Construction safety succeeds when leaders create clarity, consistency, and accountability—not through paperwork, but through visible engagement and real conversations with workers.
Terry emphasizes that construction environments are:
Fast‑moving
Constantly changing
Filled with competing priorities
Dependent on communication between multiple contractors
Because of this, safety systems must be simple, repeatable, and enforced daily.
Terry stresses that:
Workers judge safety by what leaders do, not what they say
Supervisors must be present, observant, and willing to correct hazards immediately
Leaders who avoid conflict create unsafe crews
He frames leadership presence as the single most powerful safety tool on a jobsite.

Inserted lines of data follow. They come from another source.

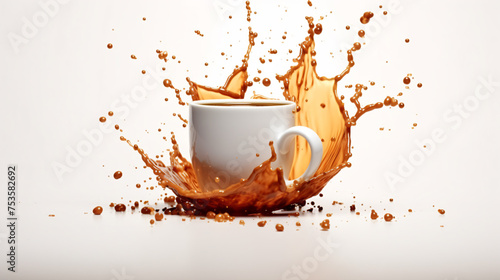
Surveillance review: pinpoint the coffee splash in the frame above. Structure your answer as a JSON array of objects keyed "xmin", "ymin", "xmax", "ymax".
[{"xmin": 125, "ymin": 12, "xmax": 402, "ymax": 215}]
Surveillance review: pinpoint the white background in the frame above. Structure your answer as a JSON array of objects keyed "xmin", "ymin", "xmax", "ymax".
[{"xmin": 1, "ymin": 0, "xmax": 499, "ymax": 279}]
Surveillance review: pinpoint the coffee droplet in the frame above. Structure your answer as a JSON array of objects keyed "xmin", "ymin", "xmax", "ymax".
[
  {"xmin": 360, "ymin": 11, "xmax": 374, "ymax": 24},
  {"xmin": 438, "ymin": 209, "xmax": 445, "ymax": 215},
  {"xmin": 403, "ymin": 76, "xmax": 411, "ymax": 85},
  {"xmin": 346, "ymin": 25, "xmax": 350, "ymax": 30},
  {"xmin": 262, "ymin": 78, "xmax": 271, "ymax": 87},
  {"xmin": 114, "ymin": 204, "xmax": 126, "ymax": 212},
  {"xmin": 257, "ymin": 220, "xmax": 267, "ymax": 227},
  {"xmin": 150, "ymin": 219, "xmax": 155, "ymax": 225},
  {"xmin": 417, "ymin": 83, "xmax": 422, "ymax": 88},
  {"xmin": 296, "ymin": 222, "xmax": 301, "ymax": 226},
  {"xmin": 358, "ymin": 30, "xmax": 365, "ymax": 38},
  {"xmin": 99, "ymin": 116, "xmax": 106, "ymax": 123},
  {"xmin": 155, "ymin": 213, "xmax": 164, "ymax": 221},
  {"xmin": 164, "ymin": 196, "xmax": 176, "ymax": 203},
  {"xmin": 93, "ymin": 206, "xmax": 103, "ymax": 215},
  {"xmin": 405, "ymin": 38, "xmax": 410, "ymax": 43},
  {"xmin": 320, "ymin": 219, "xmax": 330, "ymax": 230},
  {"xmin": 276, "ymin": 224, "xmax": 284, "ymax": 231},
  {"xmin": 141, "ymin": 206, "xmax": 154, "ymax": 215},
  {"xmin": 384, "ymin": 213, "xmax": 394, "ymax": 222},
  {"xmin": 371, "ymin": 209, "xmax": 379, "ymax": 220},
  {"xmin": 108, "ymin": 111, "xmax": 114, "ymax": 116},
  {"xmin": 131, "ymin": 54, "xmax": 137, "ymax": 59},
  {"xmin": 107, "ymin": 43, "xmax": 113, "ymax": 49},
  {"xmin": 113, "ymin": 171, "xmax": 122, "ymax": 179},
  {"xmin": 314, "ymin": 23, "xmax": 322, "ymax": 35},
  {"xmin": 206, "ymin": 211, "xmax": 216, "ymax": 219}
]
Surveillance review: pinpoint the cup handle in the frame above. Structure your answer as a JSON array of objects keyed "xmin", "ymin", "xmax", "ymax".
[{"xmin": 276, "ymin": 126, "xmax": 323, "ymax": 186}]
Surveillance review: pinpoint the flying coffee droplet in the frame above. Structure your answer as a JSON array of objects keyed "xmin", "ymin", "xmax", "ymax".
[
  {"xmin": 262, "ymin": 78, "xmax": 271, "ymax": 86},
  {"xmin": 314, "ymin": 23, "xmax": 322, "ymax": 35},
  {"xmin": 371, "ymin": 209, "xmax": 379, "ymax": 219},
  {"xmin": 93, "ymin": 206, "xmax": 103, "ymax": 215},
  {"xmin": 417, "ymin": 83, "xmax": 422, "ymax": 88},
  {"xmin": 108, "ymin": 111, "xmax": 114, "ymax": 116},
  {"xmin": 360, "ymin": 11, "xmax": 374, "ymax": 24},
  {"xmin": 113, "ymin": 171, "xmax": 123, "ymax": 179},
  {"xmin": 99, "ymin": 116, "xmax": 106, "ymax": 123},
  {"xmin": 275, "ymin": 224, "xmax": 284, "ymax": 231},
  {"xmin": 405, "ymin": 38, "xmax": 410, "ymax": 43},
  {"xmin": 438, "ymin": 209, "xmax": 445, "ymax": 214},
  {"xmin": 346, "ymin": 25, "xmax": 350, "ymax": 30},
  {"xmin": 131, "ymin": 54, "xmax": 137, "ymax": 59},
  {"xmin": 320, "ymin": 219, "xmax": 330, "ymax": 230},
  {"xmin": 403, "ymin": 76, "xmax": 411, "ymax": 84},
  {"xmin": 107, "ymin": 43, "xmax": 113, "ymax": 49},
  {"xmin": 163, "ymin": 79, "xmax": 172, "ymax": 88},
  {"xmin": 114, "ymin": 204, "xmax": 126, "ymax": 212},
  {"xmin": 358, "ymin": 30, "xmax": 365, "ymax": 38},
  {"xmin": 155, "ymin": 213, "xmax": 164, "ymax": 221},
  {"xmin": 384, "ymin": 213, "xmax": 394, "ymax": 222}
]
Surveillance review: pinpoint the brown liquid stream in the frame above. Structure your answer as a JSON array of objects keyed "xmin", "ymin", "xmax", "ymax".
[{"xmin": 125, "ymin": 12, "xmax": 401, "ymax": 215}]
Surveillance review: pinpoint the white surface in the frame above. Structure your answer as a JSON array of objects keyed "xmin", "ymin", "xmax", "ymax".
[{"xmin": 1, "ymin": 0, "xmax": 499, "ymax": 279}]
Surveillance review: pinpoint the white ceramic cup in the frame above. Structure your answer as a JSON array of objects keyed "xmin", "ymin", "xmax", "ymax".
[{"xmin": 189, "ymin": 99, "xmax": 323, "ymax": 191}]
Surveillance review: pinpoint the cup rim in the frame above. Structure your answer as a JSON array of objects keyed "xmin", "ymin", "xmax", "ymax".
[{"xmin": 190, "ymin": 99, "xmax": 295, "ymax": 108}]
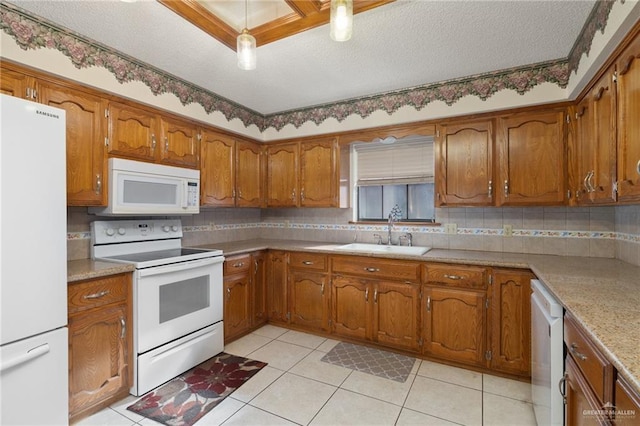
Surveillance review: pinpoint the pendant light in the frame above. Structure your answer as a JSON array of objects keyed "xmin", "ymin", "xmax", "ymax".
[
  {"xmin": 237, "ymin": 0, "xmax": 256, "ymax": 70},
  {"xmin": 330, "ymin": 0, "xmax": 353, "ymax": 42}
]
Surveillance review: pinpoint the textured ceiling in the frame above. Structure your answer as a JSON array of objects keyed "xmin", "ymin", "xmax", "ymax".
[{"xmin": 7, "ymin": 0, "xmax": 596, "ymax": 115}]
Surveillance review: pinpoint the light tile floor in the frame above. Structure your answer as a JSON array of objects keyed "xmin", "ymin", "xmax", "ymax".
[{"xmin": 77, "ymin": 325, "xmax": 537, "ymax": 426}]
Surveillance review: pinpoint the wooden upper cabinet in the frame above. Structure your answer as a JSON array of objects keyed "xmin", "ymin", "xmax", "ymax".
[
  {"xmin": 570, "ymin": 66, "xmax": 617, "ymax": 206},
  {"xmin": 588, "ymin": 68, "xmax": 618, "ymax": 204},
  {"xmin": 0, "ymin": 67, "xmax": 34, "ymax": 99},
  {"xmin": 159, "ymin": 117, "xmax": 199, "ymax": 169},
  {"xmin": 435, "ymin": 120, "xmax": 494, "ymax": 206},
  {"xmin": 266, "ymin": 142, "xmax": 299, "ymax": 207},
  {"xmin": 200, "ymin": 130, "xmax": 236, "ymax": 207},
  {"xmin": 300, "ymin": 138, "xmax": 338, "ymax": 207},
  {"xmin": 569, "ymin": 96, "xmax": 593, "ymax": 205},
  {"xmin": 107, "ymin": 102, "xmax": 158, "ymax": 162},
  {"xmin": 236, "ymin": 140, "xmax": 264, "ymax": 207},
  {"xmin": 616, "ymin": 34, "xmax": 640, "ymax": 202},
  {"xmin": 39, "ymin": 83, "xmax": 108, "ymax": 206},
  {"xmin": 496, "ymin": 110, "xmax": 566, "ymax": 206}
]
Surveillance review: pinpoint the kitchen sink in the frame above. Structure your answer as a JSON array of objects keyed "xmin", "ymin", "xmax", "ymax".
[{"xmin": 334, "ymin": 243, "xmax": 431, "ymax": 256}]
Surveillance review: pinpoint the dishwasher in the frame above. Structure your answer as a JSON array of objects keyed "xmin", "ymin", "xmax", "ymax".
[{"xmin": 531, "ymin": 279, "xmax": 565, "ymax": 426}]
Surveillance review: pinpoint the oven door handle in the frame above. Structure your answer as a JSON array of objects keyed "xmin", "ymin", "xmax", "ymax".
[{"xmin": 137, "ymin": 256, "xmax": 225, "ymax": 277}]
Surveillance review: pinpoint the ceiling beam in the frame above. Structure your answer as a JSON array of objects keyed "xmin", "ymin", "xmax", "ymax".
[{"xmin": 157, "ymin": 0, "xmax": 395, "ymax": 50}]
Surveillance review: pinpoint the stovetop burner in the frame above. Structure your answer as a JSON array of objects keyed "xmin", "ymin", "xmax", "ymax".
[{"xmin": 106, "ymin": 248, "xmax": 216, "ymax": 263}]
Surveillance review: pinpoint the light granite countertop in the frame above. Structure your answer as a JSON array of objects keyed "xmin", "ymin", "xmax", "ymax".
[
  {"xmin": 68, "ymin": 239, "xmax": 640, "ymax": 395},
  {"xmin": 67, "ymin": 258, "xmax": 135, "ymax": 282}
]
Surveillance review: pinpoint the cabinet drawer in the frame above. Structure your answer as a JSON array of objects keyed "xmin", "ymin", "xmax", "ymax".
[
  {"xmin": 224, "ymin": 254, "xmax": 251, "ymax": 275},
  {"xmin": 424, "ymin": 264, "xmax": 488, "ymax": 289},
  {"xmin": 68, "ymin": 274, "xmax": 129, "ymax": 314},
  {"xmin": 564, "ymin": 313, "xmax": 612, "ymax": 404},
  {"xmin": 289, "ymin": 252, "xmax": 327, "ymax": 271},
  {"xmin": 332, "ymin": 256, "xmax": 420, "ymax": 281}
]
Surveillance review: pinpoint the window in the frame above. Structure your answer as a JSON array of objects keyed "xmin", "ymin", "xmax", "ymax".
[{"xmin": 353, "ymin": 136, "xmax": 435, "ymax": 222}]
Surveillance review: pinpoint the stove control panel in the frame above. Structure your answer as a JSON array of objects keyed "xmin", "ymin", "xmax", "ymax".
[{"xmin": 92, "ymin": 219, "xmax": 183, "ymax": 244}]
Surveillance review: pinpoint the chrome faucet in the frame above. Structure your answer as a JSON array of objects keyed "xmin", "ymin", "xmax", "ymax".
[{"xmin": 387, "ymin": 205, "xmax": 402, "ymax": 245}]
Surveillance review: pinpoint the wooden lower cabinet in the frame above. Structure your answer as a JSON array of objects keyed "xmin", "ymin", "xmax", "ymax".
[
  {"xmin": 266, "ymin": 250, "xmax": 289, "ymax": 323},
  {"xmin": 331, "ymin": 275, "xmax": 420, "ymax": 352},
  {"xmin": 422, "ymin": 286, "xmax": 486, "ymax": 366},
  {"xmin": 223, "ymin": 254, "xmax": 252, "ymax": 342},
  {"xmin": 252, "ymin": 251, "xmax": 268, "ymax": 327},
  {"xmin": 489, "ymin": 269, "xmax": 533, "ymax": 376},
  {"xmin": 566, "ymin": 356, "xmax": 610, "ymax": 425},
  {"xmin": 68, "ymin": 273, "xmax": 132, "ymax": 423},
  {"xmin": 289, "ymin": 270, "xmax": 330, "ymax": 331},
  {"xmin": 331, "ymin": 275, "xmax": 370, "ymax": 341},
  {"xmin": 372, "ymin": 281, "xmax": 421, "ymax": 352},
  {"xmin": 614, "ymin": 375, "xmax": 640, "ymax": 425}
]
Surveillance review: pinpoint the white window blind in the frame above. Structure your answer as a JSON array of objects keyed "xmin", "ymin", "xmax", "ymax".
[{"xmin": 355, "ymin": 136, "xmax": 434, "ymax": 185}]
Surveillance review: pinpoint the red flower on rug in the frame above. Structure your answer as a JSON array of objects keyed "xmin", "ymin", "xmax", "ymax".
[{"xmin": 128, "ymin": 353, "xmax": 267, "ymax": 426}]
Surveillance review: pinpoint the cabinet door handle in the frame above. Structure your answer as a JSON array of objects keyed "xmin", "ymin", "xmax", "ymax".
[
  {"xmin": 291, "ymin": 189, "xmax": 296, "ymax": 201},
  {"xmin": 164, "ymin": 137, "xmax": 169, "ymax": 152},
  {"xmin": 374, "ymin": 289, "xmax": 378, "ymax": 303},
  {"xmin": 301, "ymin": 189, "xmax": 305, "ymax": 201},
  {"xmin": 302, "ymin": 261, "xmax": 314, "ymax": 265},
  {"xmin": 151, "ymin": 134, "xmax": 156, "ymax": 151},
  {"xmin": 636, "ymin": 159, "xmax": 640, "ymax": 176},
  {"xmin": 588, "ymin": 170, "xmax": 596, "ymax": 192},
  {"xmin": 504, "ymin": 180, "xmax": 509, "ymax": 198},
  {"xmin": 321, "ymin": 283, "xmax": 325, "ymax": 295},
  {"xmin": 363, "ymin": 267, "xmax": 380, "ymax": 273},
  {"xmin": 426, "ymin": 296, "xmax": 431, "ymax": 312},
  {"xmin": 254, "ymin": 260, "xmax": 258, "ymax": 274},
  {"xmin": 570, "ymin": 343, "xmax": 588, "ymax": 361},
  {"xmin": 365, "ymin": 288, "xmax": 369, "ymax": 302},
  {"xmin": 120, "ymin": 317, "xmax": 126, "ymax": 339},
  {"xmin": 488, "ymin": 180, "xmax": 493, "ymax": 198},
  {"xmin": 226, "ymin": 287, "xmax": 231, "ymax": 300},
  {"xmin": 444, "ymin": 274, "xmax": 463, "ymax": 280},
  {"xmin": 558, "ymin": 372, "xmax": 567, "ymax": 404},
  {"xmin": 96, "ymin": 174, "xmax": 102, "ymax": 195},
  {"xmin": 83, "ymin": 290, "xmax": 110, "ymax": 300}
]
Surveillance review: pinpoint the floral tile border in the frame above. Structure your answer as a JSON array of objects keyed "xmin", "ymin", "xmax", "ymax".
[
  {"xmin": 0, "ymin": 0, "xmax": 618, "ymax": 131},
  {"xmin": 67, "ymin": 223, "xmax": 639, "ymax": 244}
]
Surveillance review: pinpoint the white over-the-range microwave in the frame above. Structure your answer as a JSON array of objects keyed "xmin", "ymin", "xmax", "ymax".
[{"xmin": 89, "ymin": 158, "xmax": 200, "ymax": 216}]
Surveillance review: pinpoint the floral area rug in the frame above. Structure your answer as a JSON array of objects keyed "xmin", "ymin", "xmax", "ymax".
[{"xmin": 127, "ymin": 353, "xmax": 266, "ymax": 426}]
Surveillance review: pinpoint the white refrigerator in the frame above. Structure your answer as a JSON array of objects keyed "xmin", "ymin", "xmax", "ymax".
[{"xmin": 0, "ymin": 94, "xmax": 69, "ymax": 425}]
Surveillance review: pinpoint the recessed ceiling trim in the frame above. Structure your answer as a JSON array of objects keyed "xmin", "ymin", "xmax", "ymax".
[
  {"xmin": 285, "ymin": 0, "xmax": 323, "ymax": 17},
  {"xmin": 158, "ymin": 0, "xmax": 394, "ymax": 50}
]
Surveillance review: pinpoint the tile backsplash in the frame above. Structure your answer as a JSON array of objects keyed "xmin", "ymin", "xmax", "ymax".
[{"xmin": 67, "ymin": 204, "xmax": 640, "ymax": 267}]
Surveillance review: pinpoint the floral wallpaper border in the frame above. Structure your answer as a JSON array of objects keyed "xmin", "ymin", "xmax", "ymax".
[{"xmin": 0, "ymin": 0, "xmax": 618, "ymax": 132}]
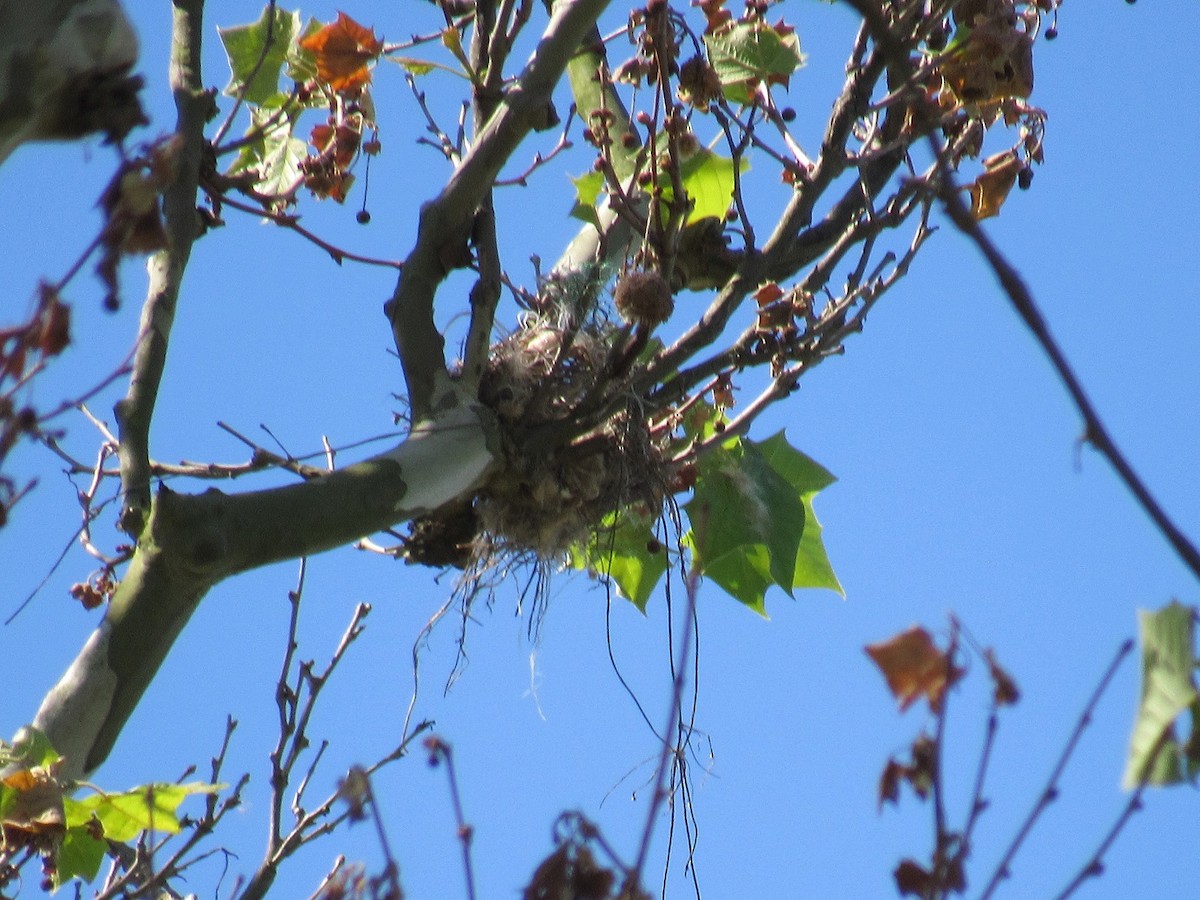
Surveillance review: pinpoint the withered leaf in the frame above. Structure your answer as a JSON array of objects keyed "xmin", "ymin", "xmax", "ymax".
[
  {"xmin": 866, "ymin": 626, "xmax": 962, "ymax": 713},
  {"xmin": 985, "ymin": 647, "xmax": 1020, "ymax": 706},
  {"xmin": 1, "ymin": 767, "xmax": 66, "ymax": 849},
  {"xmin": 878, "ymin": 757, "xmax": 905, "ymax": 810},
  {"xmin": 894, "ymin": 859, "xmax": 935, "ymax": 898},
  {"xmin": 967, "ymin": 150, "xmax": 1023, "ymax": 220},
  {"xmin": 299, "ymin": 12, "xmax": 383, "ymax": 95}
]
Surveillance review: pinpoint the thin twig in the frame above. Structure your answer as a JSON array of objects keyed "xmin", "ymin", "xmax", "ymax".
[
  {"xmin": 977, "ymin": 639, "xmax": 1134, "ymax": 899},
  {"xmin": 424, "ymin": 737, "xmax": 477, "ymax": 900},
  {"xmin": 212, "ymin": 191, "xmax": 404, "ymax": 269}
]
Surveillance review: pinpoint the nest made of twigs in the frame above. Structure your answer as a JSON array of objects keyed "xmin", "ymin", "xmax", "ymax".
[{"xmin": 473, "ymin": 315, "xmax": 666, "ymax": 560}]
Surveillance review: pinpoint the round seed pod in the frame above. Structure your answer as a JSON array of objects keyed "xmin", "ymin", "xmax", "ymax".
[{"xmin": 614, "ymin": 270, "xmax": 674, "ymax": 327}]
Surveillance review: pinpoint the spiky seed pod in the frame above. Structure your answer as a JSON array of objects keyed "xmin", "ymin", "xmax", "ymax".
[{"xmin": 614, "ymin": 270, "xmax": 674, "ymax": 328}]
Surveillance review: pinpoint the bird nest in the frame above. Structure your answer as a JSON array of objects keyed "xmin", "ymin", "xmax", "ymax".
[{"xmin": 472, "ymin": 315, "xmax": 666, "ymax": 560}]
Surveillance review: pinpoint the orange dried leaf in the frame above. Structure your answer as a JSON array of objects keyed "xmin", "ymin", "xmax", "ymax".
[
  {"xmin": 1, "ymin": 767, "xmax": 66, "ymax": 844},
  {"xmin": 754, "ymin": 282, "xmax": 784, "ymax": 306},
  {"xmin": 299, "ymin": 12, "xmax": 383, "ymax": 94},
  {"xmin": 866, "ymin": 626, "xmax": 960, "ymax": 712}
]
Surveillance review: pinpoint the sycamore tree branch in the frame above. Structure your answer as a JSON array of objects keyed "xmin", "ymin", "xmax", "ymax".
[
  {"xmin": 387, "ymin": 0, "xmax": 613, "ymax": 419},
  {"xmin": 112, "ymin": 0, "xmax": 210, "ymax": 536},
  {"xmin": 461, "ymin": 0, "xmax": 506, "ymax": 395},
  {"xmin": 33, "ymin": 405, "xmax": 496, "ymax": 777}
]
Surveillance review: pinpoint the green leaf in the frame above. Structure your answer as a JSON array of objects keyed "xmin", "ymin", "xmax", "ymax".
[
  {"xmin": 54, "ymin": 826, "xmax": 107, "ymax": 886},
  {"xmin": 219, "ymin": 6, "xmax": 302, "ymax": 105},
  {"xmin": 394, "ymin": 57, "xmax": 437, "ymax": 77},
  {"xmin": 66, "ymin": 782, "xmax": 222, "ymax": 842},
  {"xmin": 685, "ymin": 431, "xmax": 839, "ymax": 613},
  {"xmin": 572, "ymin": 508, "xmax": 668, "ymax": 612},
  {"xmin": 286, "ymin": 16, "xmax": 323, "ymax": 83},
  {"xmin": 755, "ymin": 431, "xmax": 844, "ymax": 596},
  {"xmin": 1123, "ymin": 601, "xmax": 1199, "ymax": 788},
  {"xmin": 569, "ymin": 171, "xmax": 605, "ymax": 229},
  {"xmin": 230, "ymin": 106, "xmax": 307, "ymax": 198},
  {"xmin": 704, "ymin": 21, "xmax": 806, "ymax": 106},
  {"xmin": 679, "ymin": 149, "xmax": 739, "ymax": 225}
]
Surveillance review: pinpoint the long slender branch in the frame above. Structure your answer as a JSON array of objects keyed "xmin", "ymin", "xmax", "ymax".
[
  {"xmin": 934, "ymin": 182, "xmax": 1200, "ymax": 580},
  {"xmin": 842, "ymin": 0, "xmax": 1200, "ymax": 583},
  {"xmin": 461, "ymin": 2, "xmax": 505, "ymax": 394},
  {"xmin": 112, "ymin": 0, "xmax": 211, "ymax": 536}
]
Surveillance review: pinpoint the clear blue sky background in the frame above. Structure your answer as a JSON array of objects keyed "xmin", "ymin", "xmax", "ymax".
[{"xmin": 3, "ymin": 1, "xmax": 1199, "ymax": 898}]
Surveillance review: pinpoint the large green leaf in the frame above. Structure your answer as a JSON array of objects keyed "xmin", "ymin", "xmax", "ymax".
[
  {"xmin": 705, "ymin": 21, "xmax": 806, "ymax": 106},
  {"xmin": 219, "ymin": 7, "xmax": 302, "ymax": 105},
  {"xmin": 1123, "ymin": 601, "xmax": 1199, "ymax": 788},
  {"xmin": 54, "ymin": 827, "xmax": 107, "ymax": 887},
  {"xmin": 230, "ymin": 103, "xmax": 307, "ymax": 199},
  {"xmin": 572, "ymin": 508, "xmax": 669, "ymax": 612},
  {"xmin": 685, "ymin": 431, "xmax": 838, "ymax": 614},
  {"xmin": 756, "ymin": 431, "xmax": 843, "ymax": 596}
]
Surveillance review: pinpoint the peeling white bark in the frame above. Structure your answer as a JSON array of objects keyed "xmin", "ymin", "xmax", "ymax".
[{"xmin": 385, "ymin": 398, "xmax": 498, "ymax": 515}]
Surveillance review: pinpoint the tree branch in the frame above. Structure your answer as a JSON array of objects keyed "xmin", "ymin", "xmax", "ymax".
[
  {"xmin": 843, "ymin": 0, "xmax": 1200, "ymax": 583},
  {"xmin": 31, "ymin": 406, "xmax": 496, "ymax": 776},
  {"xmin": 112, "ymin": 0, "xmax": 211, "ymax": 536},
  {"xmin": 386, "ymin": 0, "xmax": 612, "ymax": 419}
]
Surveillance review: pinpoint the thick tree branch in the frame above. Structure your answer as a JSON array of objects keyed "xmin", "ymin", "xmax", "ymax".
[
  {"xmin": 112, "ymin": 0, "xmax": 211, "ymax": 536},
  {"xmin": 387, "ymin": 0, "xmax": 611, "ymax": 419},
  {"xmin": 32, "ymin": 404, "xmax": 496, "ymax": 776}
]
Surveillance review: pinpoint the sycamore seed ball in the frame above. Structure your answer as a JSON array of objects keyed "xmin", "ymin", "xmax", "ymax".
[{"xmin": 614, "ymin": 270, "xmax": 674, "ymax": 328}]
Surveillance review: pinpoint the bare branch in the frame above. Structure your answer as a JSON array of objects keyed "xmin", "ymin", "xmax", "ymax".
[{"xmin": 112, "ymin": 0, "xmax": 212, "ymax": 536}]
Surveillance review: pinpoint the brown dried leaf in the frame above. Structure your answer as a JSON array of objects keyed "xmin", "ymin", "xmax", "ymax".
[
  {"xmin": 894, "ymin": 859, "xmax": 935, "ymax": 897},
  {"xmin": 967, "ymin": 150, "xmax": 1023, "ymax": 220},
  {"xmin": 1, "ymin": 767, "xmax": 66, "ymax": 849},
  {"xmin": 878, "ymin": 757, "xmax": 905, "ymax": 810},
  {"xmin": 985, "ymin": 647, "xmax": 1020, "ymax": 706},
  {"xmin": 866, "ymin": 626, "xmax": 961, "ymax": 712}
]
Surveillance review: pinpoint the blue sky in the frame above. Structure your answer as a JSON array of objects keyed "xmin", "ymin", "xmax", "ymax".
[{"xmin": 3, "ymin": 1, "xmax": 1200, "ymax": 898}]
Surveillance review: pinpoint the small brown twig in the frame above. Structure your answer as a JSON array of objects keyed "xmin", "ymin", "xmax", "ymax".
[
  {"xmin": 977, "ymin": 639, "xmax": 1135, "ymax": 899},
  {"xmin": 424, "ymin": 736, "xmax": 478, "ymax": 900},
  {"xmin": 209, "ymin": 191, "xmax": 404, "ymax": 269}
]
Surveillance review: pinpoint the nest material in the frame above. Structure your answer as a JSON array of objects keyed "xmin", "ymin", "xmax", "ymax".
[{"xmin": 474, "ymin": 317, "xmax": 665, "ymax": 560}]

Terry explains that accountability is not about discipline—it’s about:
Setting clear expectations
Following up consistently
Coaching workers toward safer habits
Reinforcing the “why” behind each rule
He argues that when accountability is missing, workers fill the gap with shortcuts.
Construction safety depends on:
Daily huddles
Clear pre‑task planning
Asking workers to explain their plan
Listening for gaps in understanding
Terry highlights that most incidents stem from assumptions, not lack of training.
Terry outlines several culture‑building practices:
Celebrate safe behaviors publicly
Correct unsafe actions privately
Make safety personal, not procedural
Ensure every worker knows their role in hazard control
He emphasizes that culture is built through thousands of small interactions, not slogans.
Construction safety improves when leaders are visible, consistent, and engaged. Terry Dussault’s message is simple: if leaders show up, ask questions, coach workers, and enforce expectations, crews will follow—and safety performance will rise.